At the time of writing the GBP/EUR exchange rate is trading at around €1.1148, virtually unchanged from this morning’s opening rate.
Upside in Pound (GBP) to be Capped by Threat of Mass Unemployment?
While the Pound (GBP) is currently trading at a three-week high against the Euro (EUR), there appears limited scope for further gains amidst concerns that the UK’s new stimulus measures will not be enough to avoid mass unemployment.
In his summer statement yesterday, Chancellor Rishi Sunak announced a new stimulus package worth £30bn, largely aimed at protecting jobs in the industries worst hit by the coronavirus lockdown.
However, economists warn that the measures do not go far enough, with the Chancellor’s decision to stick with plans to end the furlough scheme in October being branded a ‘cliff-edge’ for businesses.
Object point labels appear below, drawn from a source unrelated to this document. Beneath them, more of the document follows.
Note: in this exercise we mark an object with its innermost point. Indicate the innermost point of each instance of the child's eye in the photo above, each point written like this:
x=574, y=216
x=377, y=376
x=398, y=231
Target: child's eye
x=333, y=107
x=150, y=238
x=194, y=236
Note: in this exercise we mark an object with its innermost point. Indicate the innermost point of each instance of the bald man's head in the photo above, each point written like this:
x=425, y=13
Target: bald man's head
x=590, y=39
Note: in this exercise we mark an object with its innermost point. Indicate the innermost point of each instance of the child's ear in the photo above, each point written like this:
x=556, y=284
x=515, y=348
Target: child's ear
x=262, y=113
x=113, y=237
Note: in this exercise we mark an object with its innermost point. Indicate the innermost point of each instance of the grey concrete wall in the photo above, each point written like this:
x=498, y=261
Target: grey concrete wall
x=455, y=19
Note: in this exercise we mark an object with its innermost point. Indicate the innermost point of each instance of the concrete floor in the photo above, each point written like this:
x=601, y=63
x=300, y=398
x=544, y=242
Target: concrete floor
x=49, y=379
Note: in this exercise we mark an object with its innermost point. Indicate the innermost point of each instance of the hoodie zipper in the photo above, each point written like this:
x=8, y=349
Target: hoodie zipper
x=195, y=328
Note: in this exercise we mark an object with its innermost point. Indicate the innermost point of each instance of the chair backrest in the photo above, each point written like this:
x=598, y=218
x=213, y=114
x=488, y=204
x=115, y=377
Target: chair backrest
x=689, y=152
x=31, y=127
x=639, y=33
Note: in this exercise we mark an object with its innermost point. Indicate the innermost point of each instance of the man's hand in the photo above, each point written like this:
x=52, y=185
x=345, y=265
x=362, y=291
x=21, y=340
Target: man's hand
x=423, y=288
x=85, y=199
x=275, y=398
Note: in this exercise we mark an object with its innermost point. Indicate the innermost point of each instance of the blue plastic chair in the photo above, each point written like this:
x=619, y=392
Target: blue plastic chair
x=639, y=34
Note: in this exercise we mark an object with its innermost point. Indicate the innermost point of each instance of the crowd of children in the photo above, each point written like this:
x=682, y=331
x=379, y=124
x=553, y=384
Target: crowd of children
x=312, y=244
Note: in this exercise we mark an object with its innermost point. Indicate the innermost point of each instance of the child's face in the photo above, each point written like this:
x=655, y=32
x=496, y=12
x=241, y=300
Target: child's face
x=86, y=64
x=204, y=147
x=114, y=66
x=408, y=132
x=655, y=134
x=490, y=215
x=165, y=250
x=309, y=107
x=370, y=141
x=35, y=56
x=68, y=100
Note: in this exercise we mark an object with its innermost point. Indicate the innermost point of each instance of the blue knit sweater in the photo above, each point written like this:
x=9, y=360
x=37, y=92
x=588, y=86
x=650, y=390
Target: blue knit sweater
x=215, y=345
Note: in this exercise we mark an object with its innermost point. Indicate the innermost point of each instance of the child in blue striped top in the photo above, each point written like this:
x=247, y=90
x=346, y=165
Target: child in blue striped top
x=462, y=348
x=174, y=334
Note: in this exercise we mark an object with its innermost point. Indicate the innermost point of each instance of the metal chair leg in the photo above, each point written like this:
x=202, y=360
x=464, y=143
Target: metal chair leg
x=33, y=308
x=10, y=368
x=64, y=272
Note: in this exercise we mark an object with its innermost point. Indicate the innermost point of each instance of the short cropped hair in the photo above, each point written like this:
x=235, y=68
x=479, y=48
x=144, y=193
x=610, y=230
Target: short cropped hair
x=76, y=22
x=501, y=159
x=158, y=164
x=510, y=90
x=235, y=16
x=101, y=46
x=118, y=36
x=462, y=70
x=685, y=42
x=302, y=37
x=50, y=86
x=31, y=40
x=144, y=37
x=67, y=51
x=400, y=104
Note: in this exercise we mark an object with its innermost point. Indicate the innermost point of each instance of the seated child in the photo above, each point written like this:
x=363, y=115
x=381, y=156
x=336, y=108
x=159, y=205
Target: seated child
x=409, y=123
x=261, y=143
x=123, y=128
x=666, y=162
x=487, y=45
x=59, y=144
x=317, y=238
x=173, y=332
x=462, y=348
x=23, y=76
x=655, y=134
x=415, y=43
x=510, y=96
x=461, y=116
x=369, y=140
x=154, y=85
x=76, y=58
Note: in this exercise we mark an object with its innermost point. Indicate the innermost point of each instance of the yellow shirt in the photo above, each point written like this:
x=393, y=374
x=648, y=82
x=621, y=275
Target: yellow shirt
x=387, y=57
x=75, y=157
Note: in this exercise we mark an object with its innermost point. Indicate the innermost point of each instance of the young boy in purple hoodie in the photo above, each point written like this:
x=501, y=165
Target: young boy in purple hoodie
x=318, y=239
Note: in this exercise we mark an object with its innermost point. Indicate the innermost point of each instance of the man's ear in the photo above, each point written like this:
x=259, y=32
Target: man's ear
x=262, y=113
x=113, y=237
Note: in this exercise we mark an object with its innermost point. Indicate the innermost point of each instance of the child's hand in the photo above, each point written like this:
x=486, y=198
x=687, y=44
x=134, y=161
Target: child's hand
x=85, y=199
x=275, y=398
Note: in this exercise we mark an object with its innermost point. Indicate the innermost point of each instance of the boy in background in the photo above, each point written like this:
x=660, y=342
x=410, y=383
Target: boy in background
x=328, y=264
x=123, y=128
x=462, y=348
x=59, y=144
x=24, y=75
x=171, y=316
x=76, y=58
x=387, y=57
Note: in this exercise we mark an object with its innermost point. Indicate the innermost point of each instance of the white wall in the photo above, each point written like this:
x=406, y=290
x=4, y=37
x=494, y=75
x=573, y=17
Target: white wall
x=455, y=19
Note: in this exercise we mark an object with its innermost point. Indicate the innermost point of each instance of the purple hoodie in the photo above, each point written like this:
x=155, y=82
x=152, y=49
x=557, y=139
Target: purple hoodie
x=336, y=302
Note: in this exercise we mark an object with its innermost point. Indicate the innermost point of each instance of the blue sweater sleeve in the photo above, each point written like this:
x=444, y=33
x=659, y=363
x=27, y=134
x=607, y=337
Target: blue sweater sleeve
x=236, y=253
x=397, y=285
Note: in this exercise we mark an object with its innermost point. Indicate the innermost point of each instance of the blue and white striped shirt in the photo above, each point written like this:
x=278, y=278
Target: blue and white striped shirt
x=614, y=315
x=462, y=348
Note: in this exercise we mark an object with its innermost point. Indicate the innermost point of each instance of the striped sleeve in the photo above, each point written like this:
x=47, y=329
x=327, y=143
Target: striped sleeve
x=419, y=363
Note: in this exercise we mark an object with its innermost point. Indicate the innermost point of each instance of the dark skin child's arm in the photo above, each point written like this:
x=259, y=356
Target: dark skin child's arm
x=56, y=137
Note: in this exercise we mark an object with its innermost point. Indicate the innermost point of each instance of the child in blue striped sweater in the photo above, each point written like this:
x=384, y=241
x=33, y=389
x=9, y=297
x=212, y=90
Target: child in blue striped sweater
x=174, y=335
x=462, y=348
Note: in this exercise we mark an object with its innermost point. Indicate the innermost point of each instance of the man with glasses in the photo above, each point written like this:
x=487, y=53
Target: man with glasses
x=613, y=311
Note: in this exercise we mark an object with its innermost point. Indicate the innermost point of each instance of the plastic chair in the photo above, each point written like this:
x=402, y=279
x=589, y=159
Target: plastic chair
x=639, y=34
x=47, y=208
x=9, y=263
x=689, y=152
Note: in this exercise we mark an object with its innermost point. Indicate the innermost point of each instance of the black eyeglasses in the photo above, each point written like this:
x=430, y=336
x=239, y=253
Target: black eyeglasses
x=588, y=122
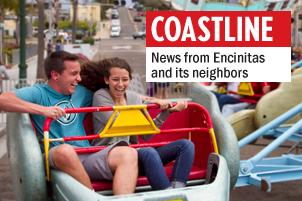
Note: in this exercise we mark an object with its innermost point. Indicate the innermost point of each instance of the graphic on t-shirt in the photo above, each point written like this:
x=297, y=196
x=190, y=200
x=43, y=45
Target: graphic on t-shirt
x=68, y=118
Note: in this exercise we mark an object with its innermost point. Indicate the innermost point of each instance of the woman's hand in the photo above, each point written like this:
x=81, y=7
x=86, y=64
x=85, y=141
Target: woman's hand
x=163, y=104
x=180, y=105
x=53, y=112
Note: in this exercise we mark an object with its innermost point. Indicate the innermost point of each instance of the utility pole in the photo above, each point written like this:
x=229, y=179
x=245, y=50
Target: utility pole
x=22, y=64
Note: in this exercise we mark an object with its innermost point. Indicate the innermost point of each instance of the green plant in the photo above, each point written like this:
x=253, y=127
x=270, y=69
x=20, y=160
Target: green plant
x=88, y=39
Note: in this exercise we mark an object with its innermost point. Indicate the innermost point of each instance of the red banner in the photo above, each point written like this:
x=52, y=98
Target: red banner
x=218, y=29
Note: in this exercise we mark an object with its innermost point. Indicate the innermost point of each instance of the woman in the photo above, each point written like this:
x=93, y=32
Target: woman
x=117, y=76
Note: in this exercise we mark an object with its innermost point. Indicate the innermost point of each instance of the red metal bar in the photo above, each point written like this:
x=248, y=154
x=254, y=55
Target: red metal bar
x=109, y=108
x=167, y=131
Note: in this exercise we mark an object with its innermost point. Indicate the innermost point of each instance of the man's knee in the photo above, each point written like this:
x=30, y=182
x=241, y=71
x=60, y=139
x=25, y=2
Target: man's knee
x=187, y=144
x=64, y=154
x=147, y=153
x=122, y=155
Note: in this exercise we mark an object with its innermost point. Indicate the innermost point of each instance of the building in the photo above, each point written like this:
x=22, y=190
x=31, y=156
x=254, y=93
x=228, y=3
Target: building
x=89, y=12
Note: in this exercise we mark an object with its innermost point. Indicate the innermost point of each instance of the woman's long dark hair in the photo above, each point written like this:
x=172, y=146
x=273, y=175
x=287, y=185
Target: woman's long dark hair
x=93, y=73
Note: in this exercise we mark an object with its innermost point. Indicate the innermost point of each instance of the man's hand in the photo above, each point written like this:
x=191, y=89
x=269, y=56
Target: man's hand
x=54, y=112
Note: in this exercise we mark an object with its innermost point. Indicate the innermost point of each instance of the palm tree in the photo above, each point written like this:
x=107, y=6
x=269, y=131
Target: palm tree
x=6, y=5
x=74, y=20
x=41, y=42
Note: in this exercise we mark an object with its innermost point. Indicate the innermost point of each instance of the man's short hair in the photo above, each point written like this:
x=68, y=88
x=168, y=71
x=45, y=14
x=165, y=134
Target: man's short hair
x=55, y=62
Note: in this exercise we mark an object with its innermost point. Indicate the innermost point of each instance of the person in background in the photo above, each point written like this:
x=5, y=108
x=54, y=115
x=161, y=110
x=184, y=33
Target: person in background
x=3, y=75
x=49, y=47
x=58, y=45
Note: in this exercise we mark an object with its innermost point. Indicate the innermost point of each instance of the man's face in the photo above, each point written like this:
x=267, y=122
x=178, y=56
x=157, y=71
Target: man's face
x=69, y=78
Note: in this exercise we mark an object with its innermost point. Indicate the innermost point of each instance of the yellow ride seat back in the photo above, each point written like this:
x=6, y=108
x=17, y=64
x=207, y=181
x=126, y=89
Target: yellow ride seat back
x=129, y=121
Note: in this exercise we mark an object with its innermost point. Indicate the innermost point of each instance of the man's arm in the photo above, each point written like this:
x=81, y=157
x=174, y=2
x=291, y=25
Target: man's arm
x=9, y=102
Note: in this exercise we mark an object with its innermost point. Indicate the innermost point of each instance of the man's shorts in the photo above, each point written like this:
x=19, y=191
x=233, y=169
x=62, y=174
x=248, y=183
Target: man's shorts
x=95, y=164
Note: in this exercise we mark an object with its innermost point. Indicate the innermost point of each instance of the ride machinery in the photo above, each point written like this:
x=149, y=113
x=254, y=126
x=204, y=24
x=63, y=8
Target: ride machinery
x=215, y=168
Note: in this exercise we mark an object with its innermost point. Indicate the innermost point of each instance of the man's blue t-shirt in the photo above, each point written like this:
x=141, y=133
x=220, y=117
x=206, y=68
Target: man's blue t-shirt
x=71, y=124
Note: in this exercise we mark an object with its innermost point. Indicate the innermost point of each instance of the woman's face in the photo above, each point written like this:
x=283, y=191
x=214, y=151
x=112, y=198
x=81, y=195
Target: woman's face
x=118, y=81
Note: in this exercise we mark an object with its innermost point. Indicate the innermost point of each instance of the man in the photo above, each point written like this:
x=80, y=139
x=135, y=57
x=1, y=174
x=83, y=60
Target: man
x=62, y=91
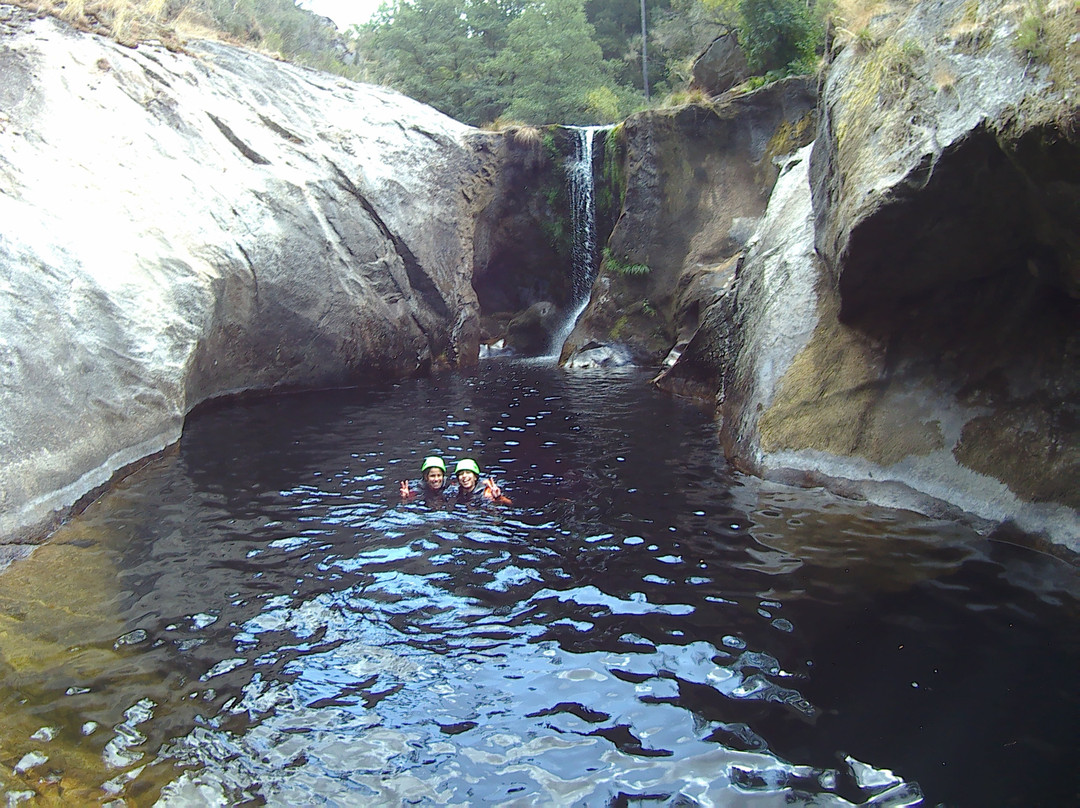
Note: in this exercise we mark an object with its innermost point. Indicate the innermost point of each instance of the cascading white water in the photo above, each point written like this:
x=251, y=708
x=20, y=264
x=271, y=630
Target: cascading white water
x=583, y=253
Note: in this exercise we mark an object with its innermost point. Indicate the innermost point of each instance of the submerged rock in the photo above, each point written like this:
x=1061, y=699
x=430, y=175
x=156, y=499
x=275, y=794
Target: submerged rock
x=178, y=227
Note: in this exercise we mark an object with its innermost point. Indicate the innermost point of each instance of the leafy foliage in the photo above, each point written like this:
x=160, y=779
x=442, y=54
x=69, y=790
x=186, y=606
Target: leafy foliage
x=624, y=267
x=777, y=34
x=532, y=62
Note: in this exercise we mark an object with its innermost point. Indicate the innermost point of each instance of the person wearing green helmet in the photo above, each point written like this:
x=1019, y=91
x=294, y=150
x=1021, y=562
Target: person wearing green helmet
x=431, y=486
x=469, y=492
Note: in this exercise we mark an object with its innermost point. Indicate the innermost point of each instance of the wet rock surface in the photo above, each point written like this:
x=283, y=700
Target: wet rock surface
x=178, y=227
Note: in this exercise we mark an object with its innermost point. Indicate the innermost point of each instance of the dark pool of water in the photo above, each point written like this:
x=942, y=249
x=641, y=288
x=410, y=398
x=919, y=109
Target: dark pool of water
x=255, y=619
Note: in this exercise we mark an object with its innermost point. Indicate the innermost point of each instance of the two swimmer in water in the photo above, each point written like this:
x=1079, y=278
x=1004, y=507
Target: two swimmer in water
x=432, y=488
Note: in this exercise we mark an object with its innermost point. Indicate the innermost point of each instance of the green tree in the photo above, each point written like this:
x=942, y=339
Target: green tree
x=550, y=65
x=777, y=35
x=435, y=51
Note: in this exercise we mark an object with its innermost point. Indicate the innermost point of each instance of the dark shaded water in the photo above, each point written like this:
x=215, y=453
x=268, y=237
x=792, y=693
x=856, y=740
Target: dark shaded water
x=255, y=619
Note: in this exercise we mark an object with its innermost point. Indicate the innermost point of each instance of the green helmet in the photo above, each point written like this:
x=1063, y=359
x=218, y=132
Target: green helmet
x=432, y=462
x=467, y=465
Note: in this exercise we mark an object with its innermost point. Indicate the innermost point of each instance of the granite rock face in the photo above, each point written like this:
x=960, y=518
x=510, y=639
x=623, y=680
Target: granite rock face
x=697, y=180
x=903, y=326
x=176, y=227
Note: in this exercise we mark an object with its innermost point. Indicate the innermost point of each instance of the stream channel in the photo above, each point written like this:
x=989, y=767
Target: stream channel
x=255, y=619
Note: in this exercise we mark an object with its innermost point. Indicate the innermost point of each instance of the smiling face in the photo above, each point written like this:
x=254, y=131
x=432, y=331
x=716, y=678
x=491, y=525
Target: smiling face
x=433, y=477
x=467, y=480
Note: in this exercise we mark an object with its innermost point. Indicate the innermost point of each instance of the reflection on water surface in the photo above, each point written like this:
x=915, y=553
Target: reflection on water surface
x=255, y=619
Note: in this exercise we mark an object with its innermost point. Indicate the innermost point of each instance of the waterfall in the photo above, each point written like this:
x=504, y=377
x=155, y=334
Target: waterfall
x=584, y=259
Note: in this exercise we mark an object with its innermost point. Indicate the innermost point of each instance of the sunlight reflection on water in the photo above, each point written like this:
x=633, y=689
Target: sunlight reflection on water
x=257, y=619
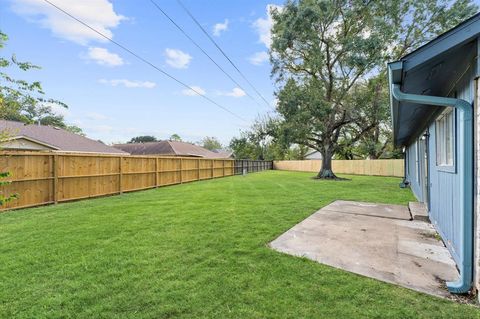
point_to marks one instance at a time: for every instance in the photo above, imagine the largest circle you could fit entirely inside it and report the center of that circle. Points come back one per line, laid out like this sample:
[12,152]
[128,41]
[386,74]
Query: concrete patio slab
[377,241]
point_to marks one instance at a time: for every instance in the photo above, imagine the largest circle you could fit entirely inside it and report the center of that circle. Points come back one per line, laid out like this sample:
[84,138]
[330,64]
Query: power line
[145,61]
[223,52]
[201,49]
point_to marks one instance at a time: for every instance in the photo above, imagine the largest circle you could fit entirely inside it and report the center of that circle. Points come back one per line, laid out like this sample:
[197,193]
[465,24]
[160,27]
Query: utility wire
[200,48]
[220,49]
[145,61]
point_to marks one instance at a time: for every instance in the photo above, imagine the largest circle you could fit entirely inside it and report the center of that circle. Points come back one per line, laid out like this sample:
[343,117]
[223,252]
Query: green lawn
[196,250]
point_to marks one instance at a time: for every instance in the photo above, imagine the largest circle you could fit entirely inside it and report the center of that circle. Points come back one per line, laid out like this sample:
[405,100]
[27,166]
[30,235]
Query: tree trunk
[326,171]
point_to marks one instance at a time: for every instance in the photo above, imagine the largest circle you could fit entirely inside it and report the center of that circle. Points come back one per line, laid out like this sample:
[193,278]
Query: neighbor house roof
[168,148]
[55,139]
[432,69]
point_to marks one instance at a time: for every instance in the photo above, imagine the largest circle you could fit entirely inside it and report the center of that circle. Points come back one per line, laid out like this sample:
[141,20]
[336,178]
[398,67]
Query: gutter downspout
[465,109]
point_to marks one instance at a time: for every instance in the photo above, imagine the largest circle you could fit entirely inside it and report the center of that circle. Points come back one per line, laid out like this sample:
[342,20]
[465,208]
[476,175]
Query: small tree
[210,143]
[175,137]
[4,198]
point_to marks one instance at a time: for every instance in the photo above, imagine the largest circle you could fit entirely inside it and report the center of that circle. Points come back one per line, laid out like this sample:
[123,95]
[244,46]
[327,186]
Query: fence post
[55,179]
[181,171]
[120,175]
[156,172]
[198,169]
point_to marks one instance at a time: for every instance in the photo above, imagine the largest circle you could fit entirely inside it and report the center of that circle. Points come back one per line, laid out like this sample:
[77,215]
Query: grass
[196,250]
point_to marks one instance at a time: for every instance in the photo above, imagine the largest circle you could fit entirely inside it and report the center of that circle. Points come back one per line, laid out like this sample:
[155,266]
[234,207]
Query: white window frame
[445,129]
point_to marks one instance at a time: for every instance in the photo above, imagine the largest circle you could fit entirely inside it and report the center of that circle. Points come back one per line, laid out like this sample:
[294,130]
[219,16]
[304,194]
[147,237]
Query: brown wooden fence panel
[44,178]
[382,167]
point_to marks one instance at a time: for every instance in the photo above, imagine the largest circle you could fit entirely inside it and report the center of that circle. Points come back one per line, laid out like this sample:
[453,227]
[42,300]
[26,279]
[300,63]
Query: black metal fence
[251,166]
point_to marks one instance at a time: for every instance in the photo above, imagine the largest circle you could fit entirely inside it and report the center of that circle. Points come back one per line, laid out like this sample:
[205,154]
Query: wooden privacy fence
[46,178]
[251,166]
[382,167]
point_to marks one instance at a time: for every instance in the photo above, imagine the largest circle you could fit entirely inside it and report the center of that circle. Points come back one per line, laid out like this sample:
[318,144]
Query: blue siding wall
[411,172]
[445,199]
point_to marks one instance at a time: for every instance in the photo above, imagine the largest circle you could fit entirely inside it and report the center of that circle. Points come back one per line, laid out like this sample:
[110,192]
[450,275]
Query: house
[33,137]
[434,93]
[169,148]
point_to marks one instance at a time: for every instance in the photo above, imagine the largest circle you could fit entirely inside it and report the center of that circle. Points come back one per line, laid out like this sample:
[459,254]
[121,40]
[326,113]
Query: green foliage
[4,175]
[263,142]
[143,139]
[320,50]
[175,137]
[329,57]
[25,101]
[210,143]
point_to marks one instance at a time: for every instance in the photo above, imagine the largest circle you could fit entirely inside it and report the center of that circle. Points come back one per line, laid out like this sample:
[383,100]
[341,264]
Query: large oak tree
[324,51]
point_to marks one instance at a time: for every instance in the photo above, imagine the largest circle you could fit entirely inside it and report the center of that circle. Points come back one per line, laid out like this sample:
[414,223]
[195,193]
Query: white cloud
[101,129]
[100,14]
[219,28]
[177,58]
[235,92]
[128,84]
[189,92]
[104,57]
[94,116]
[263,26]
[259,58]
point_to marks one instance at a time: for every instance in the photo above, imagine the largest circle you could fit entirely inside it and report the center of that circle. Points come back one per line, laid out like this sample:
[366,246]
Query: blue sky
[113,96]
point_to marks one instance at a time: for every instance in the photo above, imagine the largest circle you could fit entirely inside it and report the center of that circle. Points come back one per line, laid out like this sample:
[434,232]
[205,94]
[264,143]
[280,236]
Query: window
[444,135]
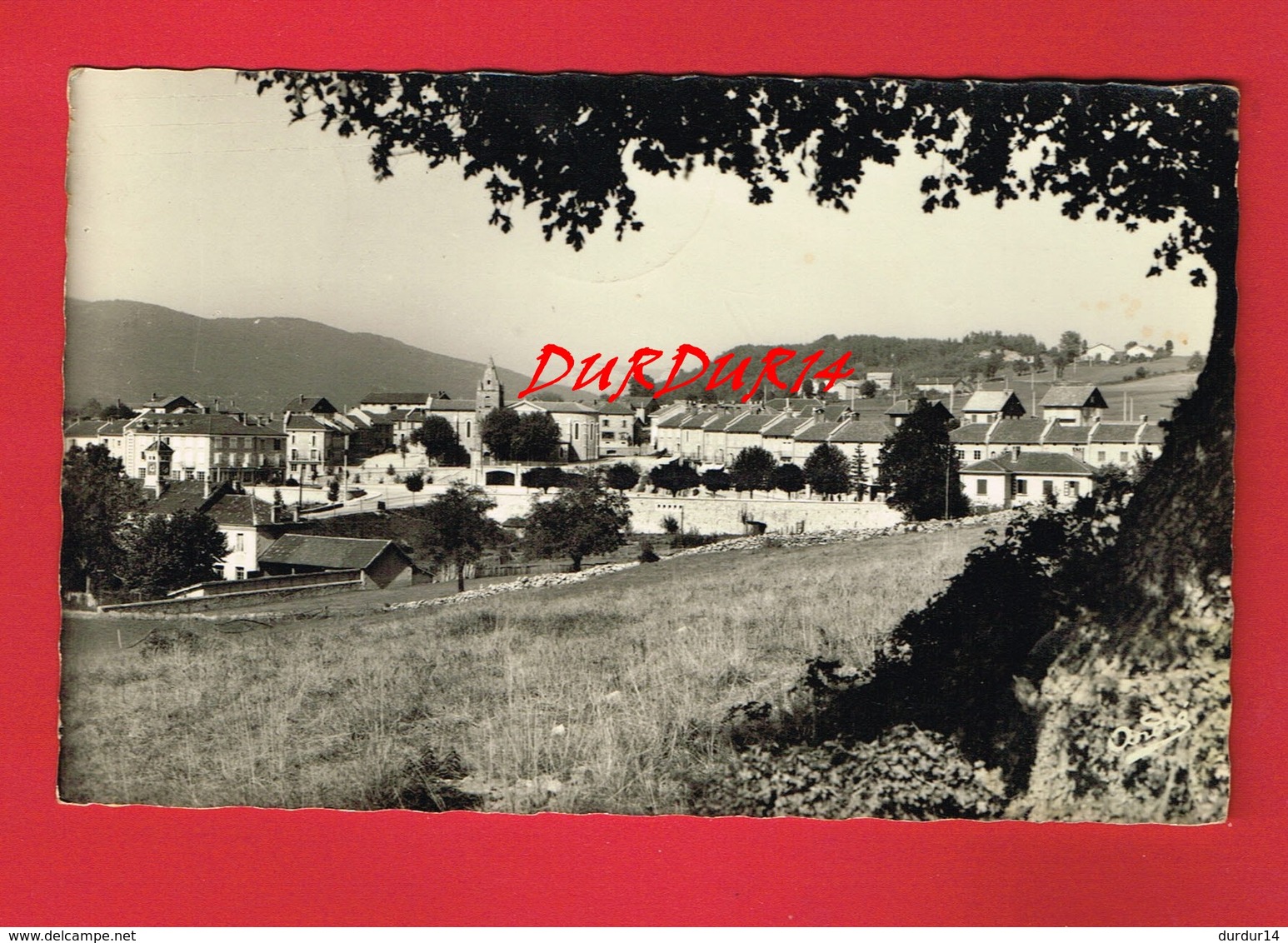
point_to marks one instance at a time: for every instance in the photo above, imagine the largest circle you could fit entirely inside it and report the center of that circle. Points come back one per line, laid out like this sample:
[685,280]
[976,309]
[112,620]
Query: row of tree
[110,545]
Speaking to Sky News this Morning, Sunak admitted that there will be ‘difficult times ahead’ and unemployment will inevitably rise.
‘I’ve been very clear that we are not going to be able to protect every single job and it would be wrong of me to pretend otherwise.
‘There are going to be difficult times ahead and… there are forecasts for people predicting significant levels of unemployment.’
GBP investors are unsurprisingly concerned about the impact massive levels of unemployment could have on the UK economy, something which looks to limit the upside in Sterling going forward.
EU Fund Concerns to Weigh on the Euro (EUR)?
The Euro (EUR), meanwhile, is facing its open headwinds as a result of doubts over the EU’s €750bn coronavirus recovery fund.
Despite being announced back in May, EU leaders are still yet to reach an agreement over how to implement the Fund, with European Council President Charles Michel warning of more work needing to be done.
Speaking in the European Union (EU) parliament on Wednesday, Michel said:
‘We need to find a workable solution quickly. My impression, after a round of consultations over the last few days, is that we haven’t yet finished our negotiations and we still have a lot of work to do. I think that we can conclude that some member states want to cooperate more than others.’